Tuesday, May 8, 2012

The First Egyptian Born Sister of St Joseph

Sister Myriam Zaki
Today, in Lyon France, I had the pleasure of sharing dinner with Sr. Myriam, who was the first Egyptian-born woman to enter the Sisters of St. Joseph of Lyon.  She came by the Motherhouse today to visit with one of the sisters who was in the novitiate with her. 

In 1907, the Lyon sisters went to Egypt and have had a continual presence there.  They work in schools, in the villages with the people doing pastorial work and social work, and doing nursing. Currently there are 16 sisters of St. Joseph of Lyon in Egypt, many are younger members. 
Sr. Myriam shows me a work of Egyptian art that decorates the room where we spoke
I asked what it was like to be a minority population in an Islamic country.  She told me that 10% of the population of Egypt is Christian with a smaller percentage being Catholic.  Although it is not true for all of the society there, great harmony exists among the sisters and Muslims in the areas where they reside.  50% of the students at their school in Minya (not sure I am spelling that correctly) are Islamic.  The sisters are very much appreciated for their work in the schools and in social work. 

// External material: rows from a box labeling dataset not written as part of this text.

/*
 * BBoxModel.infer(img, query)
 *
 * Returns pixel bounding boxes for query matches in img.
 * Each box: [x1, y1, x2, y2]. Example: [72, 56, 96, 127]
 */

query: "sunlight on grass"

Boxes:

I asked Sr. Myriam what she could tell our US sisters about their community life in Egypt.  She said, "We live in small communities of four or five.  For us, our spiritual life is very important.  In Egypt Christians are very fervent. It is an older church.  Our proximity with Islam helps us to be more rooted in Christianity."

I hope you enjoy this brief portrait of Myriam.  I was deeply touched to have the opportunity to meet with her.